A national championship contender resides in Chapel Hill. And they still haven’t played a single event at home.

Finley Golf Course may be under renovation, but the UNC men’s golf team’s season is all coming together at the right time. Carolina has won its last two tournaments and five total on the season, a single-season record under sixth-year head coach Andrew DiBitetto. DiBitetto is the reigning ACC Coach of the Year and looks like a strong candidate to win that crown again this year. His Tar Heels are looking to advance to another NCAA championship, which pits the best programs in the country against each other in a combination of stroke play and match play formats.

But it wasn’t always this way. As recently as 10 years ago, Carolina wasn’t a player in the collegiate golf scene. Take it from current PGA golfer Ben Griffin, who arrived as a freshman in Chapel Hill in 2014.

“Before I got there, we really weren’t good at all,” Griffin told Chapelboro. “Being the University of North Carolina, you expect every sport to be pretty much in the Top 10… almost every year. And golf was way behind.”

As Griffin and teammate Will Register progressed, the program did as well. Their senior seasons coincided with DiBitetto’s promotion from assistant coach to head coach, and the new head man told Chapelboro he had a definitive outlook for the program from Day One.

“It was a very crystal clear vision of what I thought the program could do,” DiBitetto said, “the belief in the University of North Carolina, and the fact that I saw a path to having a really successful men’s golf program.”

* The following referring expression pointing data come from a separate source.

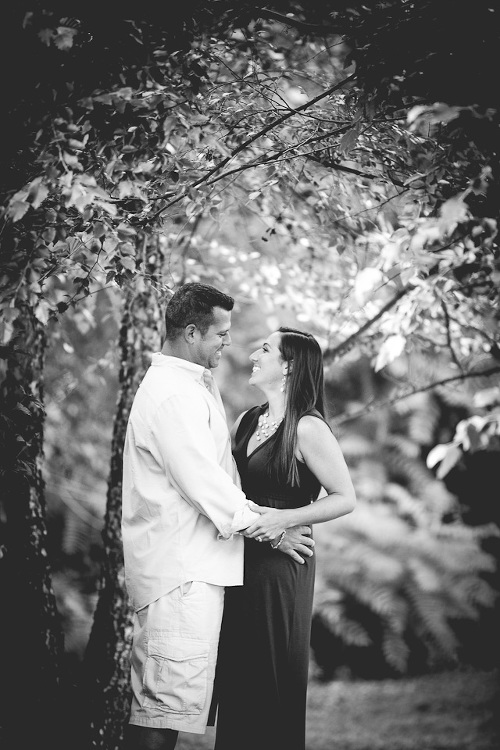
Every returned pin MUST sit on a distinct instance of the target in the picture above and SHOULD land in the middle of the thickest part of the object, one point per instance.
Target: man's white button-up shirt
(181, 490)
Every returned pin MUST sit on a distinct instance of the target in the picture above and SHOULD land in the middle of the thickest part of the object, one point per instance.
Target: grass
(448, 711)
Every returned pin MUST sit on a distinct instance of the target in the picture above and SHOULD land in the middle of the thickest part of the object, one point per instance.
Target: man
(182, 509)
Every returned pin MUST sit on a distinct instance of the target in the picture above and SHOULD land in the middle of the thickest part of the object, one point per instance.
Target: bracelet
(282, 536)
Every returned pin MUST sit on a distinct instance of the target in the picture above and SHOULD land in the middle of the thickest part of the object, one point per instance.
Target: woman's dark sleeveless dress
(263, 659)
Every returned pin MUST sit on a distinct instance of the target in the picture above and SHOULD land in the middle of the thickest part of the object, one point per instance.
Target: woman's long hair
(304, 394)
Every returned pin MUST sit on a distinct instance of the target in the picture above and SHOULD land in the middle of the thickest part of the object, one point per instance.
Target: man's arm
(297, 543)
(186, 449)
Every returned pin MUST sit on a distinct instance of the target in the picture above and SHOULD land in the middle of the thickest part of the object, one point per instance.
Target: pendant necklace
(266, 429)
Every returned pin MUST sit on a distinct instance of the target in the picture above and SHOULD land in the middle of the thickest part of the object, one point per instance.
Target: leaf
(64, 37)
(16, 209)
(452, 457)
(98, 229)
(128, 263)
(348, 141)
(392, 347)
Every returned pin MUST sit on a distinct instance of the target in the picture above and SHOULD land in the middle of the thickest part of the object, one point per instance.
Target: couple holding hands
(218, 550)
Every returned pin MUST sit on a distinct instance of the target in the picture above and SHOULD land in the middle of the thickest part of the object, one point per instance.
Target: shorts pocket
(175, 674)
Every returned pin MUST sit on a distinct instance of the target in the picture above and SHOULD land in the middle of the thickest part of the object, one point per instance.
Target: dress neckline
(261, 410)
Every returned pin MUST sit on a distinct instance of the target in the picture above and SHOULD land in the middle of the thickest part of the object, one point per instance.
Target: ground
(449, 711)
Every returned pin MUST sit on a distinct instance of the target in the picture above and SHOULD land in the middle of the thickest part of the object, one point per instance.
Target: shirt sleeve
(186, 446)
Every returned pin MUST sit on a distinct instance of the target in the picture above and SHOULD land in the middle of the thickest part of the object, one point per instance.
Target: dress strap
(246, 421)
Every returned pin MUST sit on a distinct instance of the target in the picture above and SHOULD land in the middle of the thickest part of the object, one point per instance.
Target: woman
(285, 453)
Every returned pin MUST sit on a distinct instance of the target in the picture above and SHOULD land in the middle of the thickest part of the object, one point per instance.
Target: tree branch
(249, 141)
(405, 393)
(337, 351)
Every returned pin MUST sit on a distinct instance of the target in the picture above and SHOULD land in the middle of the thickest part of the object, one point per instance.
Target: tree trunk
(106, 675)
(30, 629)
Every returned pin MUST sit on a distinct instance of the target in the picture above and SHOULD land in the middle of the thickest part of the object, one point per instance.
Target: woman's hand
(270, 524)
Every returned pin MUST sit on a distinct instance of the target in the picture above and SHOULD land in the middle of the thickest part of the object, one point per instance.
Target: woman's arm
(320, 451)
(235, 426)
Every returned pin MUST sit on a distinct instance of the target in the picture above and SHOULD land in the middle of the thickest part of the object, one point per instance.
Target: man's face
(208, 347)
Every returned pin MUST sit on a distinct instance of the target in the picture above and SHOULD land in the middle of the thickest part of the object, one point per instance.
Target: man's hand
(297, 543)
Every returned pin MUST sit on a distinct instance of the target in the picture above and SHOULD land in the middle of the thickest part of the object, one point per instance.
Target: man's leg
(146, 738)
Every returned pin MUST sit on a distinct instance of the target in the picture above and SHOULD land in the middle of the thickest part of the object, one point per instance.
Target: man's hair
(194, 303)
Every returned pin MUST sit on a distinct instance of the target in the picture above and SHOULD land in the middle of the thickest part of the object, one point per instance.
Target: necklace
(264, 429)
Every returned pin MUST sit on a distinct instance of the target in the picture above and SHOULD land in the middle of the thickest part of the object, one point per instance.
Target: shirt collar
(165, 360)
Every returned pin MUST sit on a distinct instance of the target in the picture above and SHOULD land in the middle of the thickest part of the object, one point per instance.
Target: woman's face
(268, 366)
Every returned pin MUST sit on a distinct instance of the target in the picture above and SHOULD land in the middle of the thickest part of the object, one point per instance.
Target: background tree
(342, 130)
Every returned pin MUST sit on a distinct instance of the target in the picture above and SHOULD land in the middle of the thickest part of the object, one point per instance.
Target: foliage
(359, 142)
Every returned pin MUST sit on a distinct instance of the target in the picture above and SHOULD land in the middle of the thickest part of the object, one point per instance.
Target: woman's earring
(283, 381)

Still, despite DiBitetto’s optimism, skeptics around the country questioned whether Carolina could truly become a national contender. When UNC fifth-year senior Ryan Burnett was being recruited out of high school, opposing coaches minced no words when discussing their opinions of DiBitetto’s rebuilding effort.

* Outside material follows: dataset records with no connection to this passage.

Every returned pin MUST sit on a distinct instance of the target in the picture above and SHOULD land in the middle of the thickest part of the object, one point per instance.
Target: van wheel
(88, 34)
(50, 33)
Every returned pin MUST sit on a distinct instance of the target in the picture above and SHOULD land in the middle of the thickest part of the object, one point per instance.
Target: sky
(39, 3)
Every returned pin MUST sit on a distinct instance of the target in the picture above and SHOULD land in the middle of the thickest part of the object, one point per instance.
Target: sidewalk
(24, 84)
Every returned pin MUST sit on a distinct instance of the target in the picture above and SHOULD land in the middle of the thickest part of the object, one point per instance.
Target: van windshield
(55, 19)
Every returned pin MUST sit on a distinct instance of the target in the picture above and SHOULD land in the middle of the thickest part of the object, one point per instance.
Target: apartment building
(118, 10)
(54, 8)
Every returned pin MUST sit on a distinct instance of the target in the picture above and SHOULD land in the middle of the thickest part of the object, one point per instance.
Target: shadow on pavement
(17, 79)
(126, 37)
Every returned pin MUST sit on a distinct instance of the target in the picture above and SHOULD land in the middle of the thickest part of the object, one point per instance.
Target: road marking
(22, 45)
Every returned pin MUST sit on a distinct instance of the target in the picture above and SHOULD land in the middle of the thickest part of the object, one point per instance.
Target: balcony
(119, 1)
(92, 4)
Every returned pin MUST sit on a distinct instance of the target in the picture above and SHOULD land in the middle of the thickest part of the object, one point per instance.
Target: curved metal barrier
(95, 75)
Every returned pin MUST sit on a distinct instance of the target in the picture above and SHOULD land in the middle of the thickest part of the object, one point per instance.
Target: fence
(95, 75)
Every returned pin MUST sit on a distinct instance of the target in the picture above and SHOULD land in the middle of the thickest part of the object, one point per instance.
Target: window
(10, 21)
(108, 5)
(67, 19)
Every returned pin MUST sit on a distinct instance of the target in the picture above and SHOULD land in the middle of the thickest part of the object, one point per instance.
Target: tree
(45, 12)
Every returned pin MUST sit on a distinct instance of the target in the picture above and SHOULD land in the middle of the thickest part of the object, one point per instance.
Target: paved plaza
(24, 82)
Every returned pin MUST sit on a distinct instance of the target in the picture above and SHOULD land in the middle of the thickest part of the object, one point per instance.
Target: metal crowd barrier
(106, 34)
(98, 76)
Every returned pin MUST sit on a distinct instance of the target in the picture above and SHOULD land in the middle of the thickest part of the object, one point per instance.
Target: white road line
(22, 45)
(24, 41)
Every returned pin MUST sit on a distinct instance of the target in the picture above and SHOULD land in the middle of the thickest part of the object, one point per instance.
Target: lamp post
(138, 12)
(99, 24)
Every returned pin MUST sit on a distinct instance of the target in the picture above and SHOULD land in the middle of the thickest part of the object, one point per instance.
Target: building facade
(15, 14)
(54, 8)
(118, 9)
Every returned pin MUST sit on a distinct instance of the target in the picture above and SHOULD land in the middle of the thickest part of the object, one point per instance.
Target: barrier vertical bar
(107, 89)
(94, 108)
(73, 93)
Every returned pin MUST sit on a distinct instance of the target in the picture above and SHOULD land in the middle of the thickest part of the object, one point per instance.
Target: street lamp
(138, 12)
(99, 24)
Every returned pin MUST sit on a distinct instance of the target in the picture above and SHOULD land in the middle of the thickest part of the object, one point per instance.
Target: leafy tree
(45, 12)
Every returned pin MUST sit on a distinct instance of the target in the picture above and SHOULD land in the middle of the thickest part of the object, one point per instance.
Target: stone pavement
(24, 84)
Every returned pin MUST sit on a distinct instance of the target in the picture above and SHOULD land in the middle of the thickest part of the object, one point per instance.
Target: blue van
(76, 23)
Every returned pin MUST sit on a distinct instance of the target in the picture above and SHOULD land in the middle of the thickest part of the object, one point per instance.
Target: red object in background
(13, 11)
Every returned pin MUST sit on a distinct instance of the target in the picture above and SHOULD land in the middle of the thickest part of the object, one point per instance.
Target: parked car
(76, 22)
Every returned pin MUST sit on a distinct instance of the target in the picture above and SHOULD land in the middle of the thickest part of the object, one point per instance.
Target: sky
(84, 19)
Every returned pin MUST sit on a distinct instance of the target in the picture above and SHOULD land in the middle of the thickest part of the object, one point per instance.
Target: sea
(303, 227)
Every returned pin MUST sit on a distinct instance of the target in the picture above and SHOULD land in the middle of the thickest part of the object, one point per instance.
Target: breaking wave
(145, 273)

“I was told, ‘Don’t go to Carolina. That’s where talent goes to die,’” Burnett told Chapelboro. “But I think when Coach DiBitetto got here, the culture changed. He’s really helped move it forward.”

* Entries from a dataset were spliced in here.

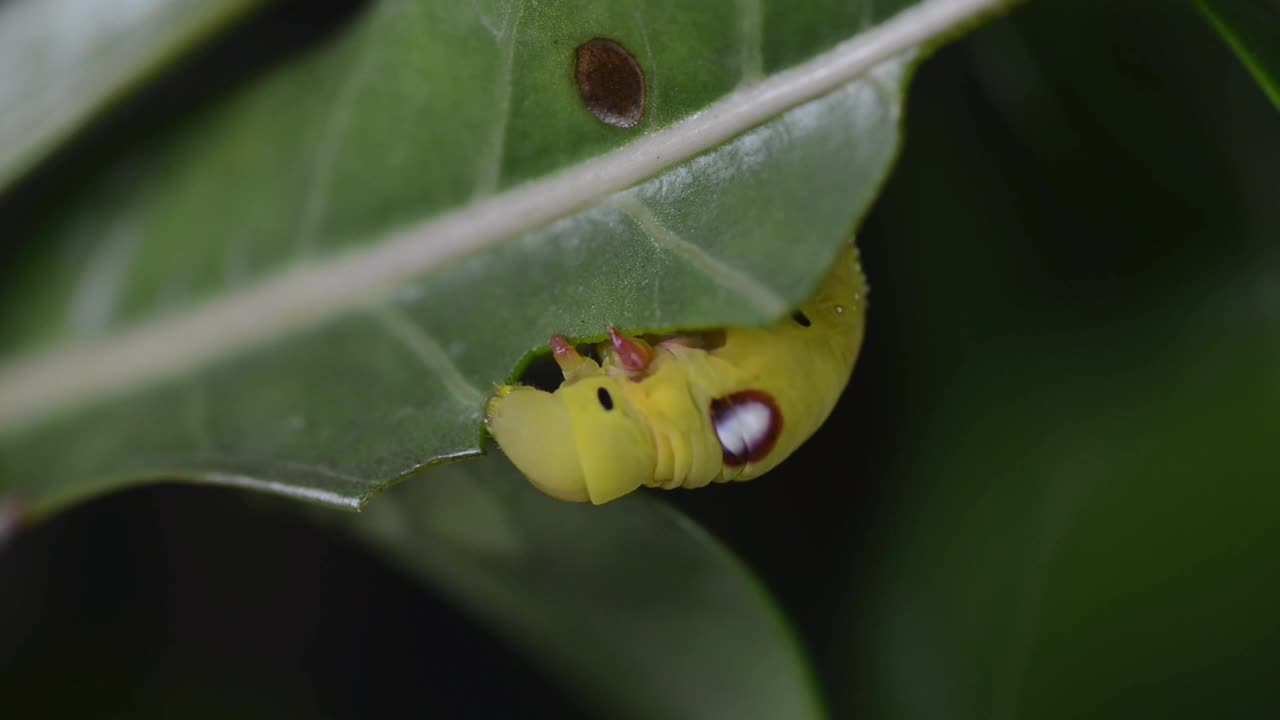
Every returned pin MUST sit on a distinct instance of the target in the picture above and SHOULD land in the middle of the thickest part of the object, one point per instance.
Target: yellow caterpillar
(685, 410)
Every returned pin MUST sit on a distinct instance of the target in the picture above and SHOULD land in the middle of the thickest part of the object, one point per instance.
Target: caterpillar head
(583, 442)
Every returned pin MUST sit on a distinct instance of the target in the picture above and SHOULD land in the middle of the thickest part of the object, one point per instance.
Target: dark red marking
(757, 447)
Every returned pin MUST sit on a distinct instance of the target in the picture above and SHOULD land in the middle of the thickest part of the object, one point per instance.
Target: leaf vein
(720, 272)
(429, 351)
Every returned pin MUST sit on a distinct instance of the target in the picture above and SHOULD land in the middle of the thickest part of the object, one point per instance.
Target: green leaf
(1252, 28)
(311, 287)
(65, 60)
(631, 602)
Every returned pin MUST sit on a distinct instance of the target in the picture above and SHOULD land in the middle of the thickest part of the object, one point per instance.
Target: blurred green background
(1048, 491)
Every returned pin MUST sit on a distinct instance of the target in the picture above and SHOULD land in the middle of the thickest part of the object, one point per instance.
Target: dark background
(1077, 246)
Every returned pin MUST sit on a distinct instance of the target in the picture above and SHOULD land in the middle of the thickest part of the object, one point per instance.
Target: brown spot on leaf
(611, 82)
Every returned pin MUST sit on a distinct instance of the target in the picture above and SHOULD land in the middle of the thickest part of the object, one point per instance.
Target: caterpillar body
(685, 410)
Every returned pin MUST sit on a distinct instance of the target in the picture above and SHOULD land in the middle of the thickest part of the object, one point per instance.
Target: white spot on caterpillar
(743, 427)
(748, 424)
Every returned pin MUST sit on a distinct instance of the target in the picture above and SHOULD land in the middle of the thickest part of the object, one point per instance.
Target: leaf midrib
(45, 382)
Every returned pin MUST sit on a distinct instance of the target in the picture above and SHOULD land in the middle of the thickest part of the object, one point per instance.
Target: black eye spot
(611, 82)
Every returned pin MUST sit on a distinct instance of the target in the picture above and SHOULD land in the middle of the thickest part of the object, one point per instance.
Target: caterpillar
(685, 409)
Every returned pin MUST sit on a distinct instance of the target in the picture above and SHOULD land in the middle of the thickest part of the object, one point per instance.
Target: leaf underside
(402, 118)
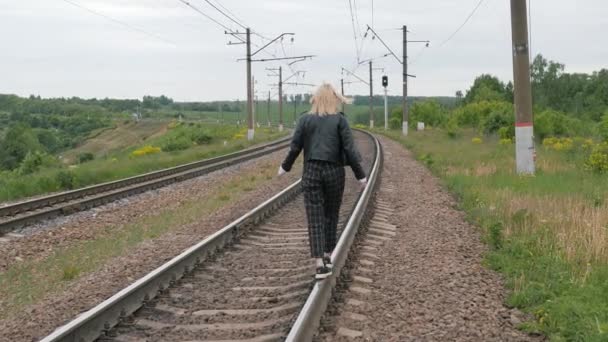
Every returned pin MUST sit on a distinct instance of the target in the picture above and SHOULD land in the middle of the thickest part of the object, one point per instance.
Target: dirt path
(418, 274)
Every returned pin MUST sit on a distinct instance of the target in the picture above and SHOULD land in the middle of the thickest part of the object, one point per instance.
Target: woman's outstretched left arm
(297, 142)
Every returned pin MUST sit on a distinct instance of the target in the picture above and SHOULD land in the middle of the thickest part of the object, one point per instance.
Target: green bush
(85, 157)
(452, 128)
(429, 112)
(507, 132)
(66, 179)
(34, 161)
(550, 123)
(474, 114)
(200, 137)
(497, 120)
(603, 127)
(598, 160)
(176, 144)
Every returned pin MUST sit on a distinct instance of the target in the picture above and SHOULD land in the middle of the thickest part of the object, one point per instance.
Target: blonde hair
(327, 101)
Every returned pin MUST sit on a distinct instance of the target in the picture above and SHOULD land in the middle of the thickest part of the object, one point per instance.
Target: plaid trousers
(323, 185)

UNC fifth-year senior Ryan Burnett (Image via UNC Athletic Communications)

DiBitetto’s vision has now become reality, as the Tar Heels are ranked as the No. 2 team in the country by Golfweek. With Finley currently unplayable, Carolina’s so-far historic season has taken it from the beaches of Florida to the desert of Nevada to the windswept fairways of Hawai’i (so windswept, in fact, that the tournament there had to be cancelled) and everywhere in between. Carolina will begin its final event of the regular season Friday in Arizona, with the ACC and NCAA championships soon to follow.

Those events will serve as a showcase for UNC’s rock-solid five-man starting lineup of Burnett, junior Peter Fountain, sophomore David Ford, senior Austin Greaser and Pepperdine transfer Dylan Menante. The experience of that quintet speaks for itself: Greaser has played in both The Masters and the U.S. Open as an amateur, while Menante won the 2021 NCAA title with the Waves.

Ford and Greaser are each inside the Top 10 of Golfweek’s individual collegiate rankings. Burnett is ranked 17th, but according to him, not many of the current Tar Heels were considered the golf equivalent of a five-star recruit. 

“When I committed to Carolina, I was a good player, but nothing special,” Burnett said. “We have a lot of guys with chips on our shoulders who feel like we still have a lot to prove and that we don’t probably get the respect that some of the other top programs that have been around for 10, 20 years get. So we’re definitely a hungry bunch.”

Those perceived slights have fueled a competitive fire in the team that hasn’t been lost on DiBitetto.

“They just have this relentless pursuit to be the best that they can,” he said. “And when you have guys of that makeup and that character that are willing to put in all that work out here on the practice facility and willing to put in the work in the gym and willing to make the sacrifices necessary to be great, all of a sudden you’re on a path to development, improvement, and have a chance to be great.”

Now, the Tar Heels are well-positioned to win the team’s first ACC championship since 2006, and then take home an even bigger prize: the first national championship in program history. This year’s NCAA Championship will be played at Grayhawk Golf Course in Scottsdale, AZ, the same place where Carolina tied for first in stroke play but fell in the match play quarterfinals in last year’s championship.

“I think we all have a bad taste in our mouth from how it ended last year,” said Burnett, who lost his match on a 19th hole tiebreaker.

Carolina features four of the five starters from last year’s team, with the fifth being the very same golfer who broke Burnett’s heart on that 19th hole: Menante. It’s a lineup more than capable of bringing the Tar Heels into the thick of a title race once again. And if that happens, DiBitetto is confident his team can rewrite history.

“We talk about it all the time: pressure is a privilege,” he said. “It’s right where we want to be. When you have those butterflies in your stomach and you’re nervous and maybe your hands are a little bit twitchy, we try to take a step back and smile. Because we know we are exactly where we want to be.”